When the first effective HIV medications came out in 1996, it excited everyone. HAART drug cocktails were the first treatment able to slow or stop the replication of HIV inside the cell. Right away, scientists wondered: If there’s less virus in the blood and the semen, does that mean someone with HIV is less infectious? Could treatment stop the spread of the virus? It seemed logically true, but no scientist, and certainly not Cohen, was willing to make any bets without research.
“I’d never done a big clinical trial” in 2000, said Cohen when I called him at his office recently. “If you’d told me in 1990 that I would lead a clinical trial in nine countries, I would have told you it seemed impossible.”

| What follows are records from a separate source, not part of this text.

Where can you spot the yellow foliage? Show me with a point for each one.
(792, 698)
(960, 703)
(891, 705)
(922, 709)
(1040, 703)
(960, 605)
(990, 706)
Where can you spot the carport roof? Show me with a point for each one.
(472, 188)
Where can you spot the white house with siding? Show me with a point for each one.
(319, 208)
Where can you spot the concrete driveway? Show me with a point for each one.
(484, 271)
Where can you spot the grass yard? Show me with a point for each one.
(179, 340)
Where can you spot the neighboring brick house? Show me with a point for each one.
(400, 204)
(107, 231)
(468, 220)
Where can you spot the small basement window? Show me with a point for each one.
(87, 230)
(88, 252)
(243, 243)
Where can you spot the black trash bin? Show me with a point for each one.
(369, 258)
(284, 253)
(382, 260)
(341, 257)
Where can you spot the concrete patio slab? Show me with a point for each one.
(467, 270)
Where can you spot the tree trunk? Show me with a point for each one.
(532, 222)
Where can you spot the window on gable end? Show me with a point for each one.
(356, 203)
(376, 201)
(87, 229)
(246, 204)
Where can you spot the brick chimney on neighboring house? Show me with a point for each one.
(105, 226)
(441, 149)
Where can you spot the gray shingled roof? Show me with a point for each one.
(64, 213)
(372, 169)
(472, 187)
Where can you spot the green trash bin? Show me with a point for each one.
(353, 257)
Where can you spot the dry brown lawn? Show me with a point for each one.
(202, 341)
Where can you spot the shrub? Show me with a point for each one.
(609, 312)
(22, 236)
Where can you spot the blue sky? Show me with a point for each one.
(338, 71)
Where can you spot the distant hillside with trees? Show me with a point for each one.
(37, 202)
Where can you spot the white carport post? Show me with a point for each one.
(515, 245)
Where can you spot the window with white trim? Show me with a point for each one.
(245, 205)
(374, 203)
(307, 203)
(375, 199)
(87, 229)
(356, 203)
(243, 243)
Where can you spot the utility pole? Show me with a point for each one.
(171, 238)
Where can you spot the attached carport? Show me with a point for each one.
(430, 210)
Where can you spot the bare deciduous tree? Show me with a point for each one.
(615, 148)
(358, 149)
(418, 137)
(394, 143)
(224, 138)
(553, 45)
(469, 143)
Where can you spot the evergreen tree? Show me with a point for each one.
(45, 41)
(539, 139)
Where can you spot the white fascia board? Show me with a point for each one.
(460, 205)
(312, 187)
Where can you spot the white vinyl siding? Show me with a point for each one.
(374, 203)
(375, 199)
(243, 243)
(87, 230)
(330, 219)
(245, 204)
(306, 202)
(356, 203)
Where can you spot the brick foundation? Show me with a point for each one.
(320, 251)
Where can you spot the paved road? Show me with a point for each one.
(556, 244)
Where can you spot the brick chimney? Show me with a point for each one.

But it wasn’t. By 2000, Cohen began to assemble what has been, to date, the largest study of its kind. He contacted sites in Africa, South America, Asia and the U.S. to collaborate on the study and recruit couples in stable relationships willing to submit to questions about their HIV status, STDs and other factors. The idea was to separate these couples into two groups. In one, the HIV-positive partner would receive HAART immediately. The HIV-positive partner in the other group would get it later—when immune function dropped but before infection or immune system failure. Couples in both groups were offered condoms and urged to use them—which, Cohen said, “They don’t, even when you ask them to.”

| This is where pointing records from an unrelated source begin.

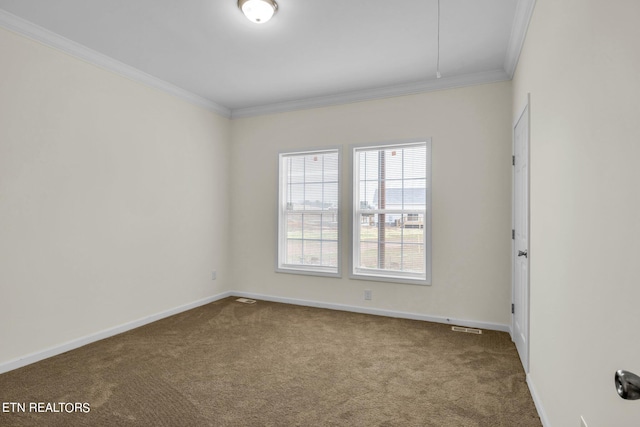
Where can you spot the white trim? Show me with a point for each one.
(79, 342)
(281, 243)
(106, 333)
(536, 401)
(28, 29)
(524, 12)
(377, 93)
(526, 109)
(357, 273)
(376, 311)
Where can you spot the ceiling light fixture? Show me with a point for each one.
(258, 11)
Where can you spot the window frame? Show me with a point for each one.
(357, 273)
(280, 263)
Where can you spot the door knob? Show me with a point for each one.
(628, 385)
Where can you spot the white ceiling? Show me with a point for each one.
(311, 53)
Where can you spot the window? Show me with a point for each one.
(309, 213)
(391, 212)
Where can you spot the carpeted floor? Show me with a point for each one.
(270, 364)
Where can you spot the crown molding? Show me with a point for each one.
(28, 29)
(524, 12)
(371, 94)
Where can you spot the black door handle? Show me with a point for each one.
(628, 385)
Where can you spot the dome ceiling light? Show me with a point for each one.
(258, 11)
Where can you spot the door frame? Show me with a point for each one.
(526, 109)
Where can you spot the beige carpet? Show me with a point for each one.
(270, 364)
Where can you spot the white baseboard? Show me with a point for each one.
(377, 311)
(59, 349)
(538, 403)
(70, 345)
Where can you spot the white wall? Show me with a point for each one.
(581, 65)
(471, 197)
(113, 199)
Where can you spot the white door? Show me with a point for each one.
(521, 256)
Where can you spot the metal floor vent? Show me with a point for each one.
(246, 300)
(467, 330)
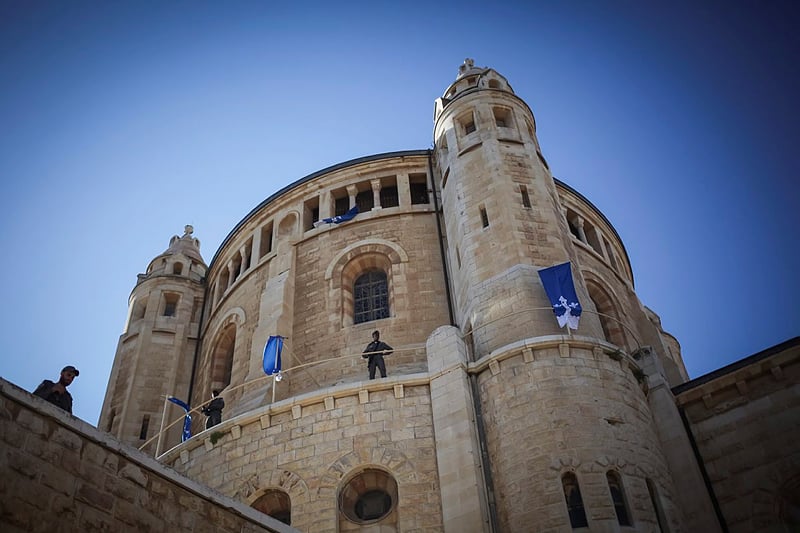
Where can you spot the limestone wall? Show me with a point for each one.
(745, 420)
(61, 474)
(309, 446)
(558, 405)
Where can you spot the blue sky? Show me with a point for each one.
(124, 121)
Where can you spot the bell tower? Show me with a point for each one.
(156, 349)
(501, 210)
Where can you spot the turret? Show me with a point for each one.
(156, 349)
(501, 209)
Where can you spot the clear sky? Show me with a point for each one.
(120, 122)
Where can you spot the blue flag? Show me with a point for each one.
(272, 355)
(338, 219)
(187, 419)
(560, 289)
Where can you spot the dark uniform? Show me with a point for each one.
(61, 399)
(213, 411)
(375, 360)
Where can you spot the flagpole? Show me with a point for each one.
(163, 422)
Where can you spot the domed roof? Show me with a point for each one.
(186, 245)
(468, 68)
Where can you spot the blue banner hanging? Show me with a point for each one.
(560, 289)
(272, 355)
(187, 419)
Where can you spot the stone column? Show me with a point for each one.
(690, 489)
(463, 489)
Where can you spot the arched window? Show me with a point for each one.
(655, 499)
(276, 504)
(222, 358)
(618, 497)
(608, 315)
(572, 494)
(370, 297)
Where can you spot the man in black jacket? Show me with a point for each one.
(375, 352)
(56, 393)
(213, 410)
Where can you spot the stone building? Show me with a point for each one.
(491, 417)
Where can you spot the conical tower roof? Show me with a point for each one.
(186, 245)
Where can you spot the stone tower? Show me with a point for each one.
(503, 217)
(156, 350)
(555, 413)
(491, 419)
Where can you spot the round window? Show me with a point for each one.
(369, 496)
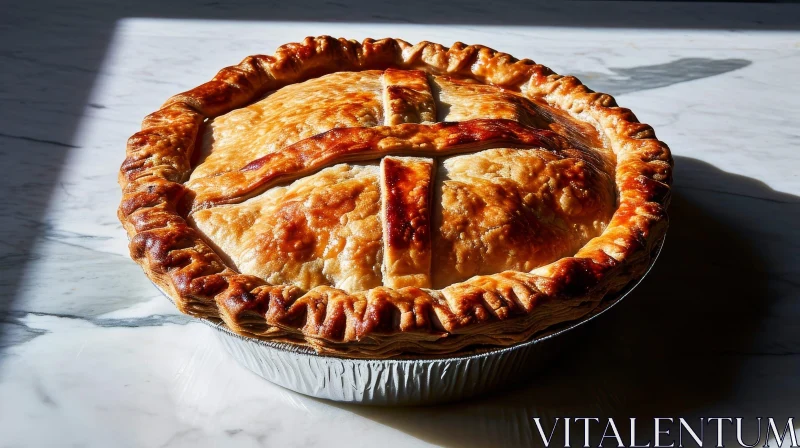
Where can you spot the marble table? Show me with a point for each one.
(92, 355)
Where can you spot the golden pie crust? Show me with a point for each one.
(379, 199)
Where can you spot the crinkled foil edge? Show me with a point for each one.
(392, 382)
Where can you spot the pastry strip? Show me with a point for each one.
(358, 144)
(405, 212)
(407, 97)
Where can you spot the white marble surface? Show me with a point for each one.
(92, 355)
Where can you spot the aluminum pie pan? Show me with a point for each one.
(392, 382)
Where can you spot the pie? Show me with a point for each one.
(382, 199)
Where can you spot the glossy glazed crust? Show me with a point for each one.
(499, 309)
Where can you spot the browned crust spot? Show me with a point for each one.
(406, 195)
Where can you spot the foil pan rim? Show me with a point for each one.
(486, 352)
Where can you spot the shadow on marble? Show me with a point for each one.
(624, 80)
(710, 309)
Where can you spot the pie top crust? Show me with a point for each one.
(379, 199)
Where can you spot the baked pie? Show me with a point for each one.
(378, 199)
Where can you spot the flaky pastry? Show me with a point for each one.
(380, 199)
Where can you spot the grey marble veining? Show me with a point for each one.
(92, 355)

In order to figure out how beneficial treatment is, the study would also try to remove variables that can increase infectiousness, including screening and treating couples for gonorrhea and chlamydia. At the same time, researchers would carefully monitor the HIV-positive partner to make sure he was taking his medications as prescribed. (The study included HIV-positive men and women, but for the sake of this story, we’ll discuss the HIV-positive partner as being male.) Obviously, with the study’s emphasis on condoms, it wasn’t designed to test whether couples could get pregnant safely. It wanted to answer the most salient question first: Could treatment prevent transmission?
So as 2000 wound down, Cohen and his team settled in for a long period of preparation, well aware that the National Institutes of Health, which was funding the study, could pull the plug on it at any time if it discovered that treatment didn’t prevent transmission, and HIV-negative partners were contracting the virus at high rates.
“It was,” he told me, “not at all clear to me what the results would be.”
*The Morgans asked that their name be changed, as Ted Morgan is not out to everyone about his HIV status.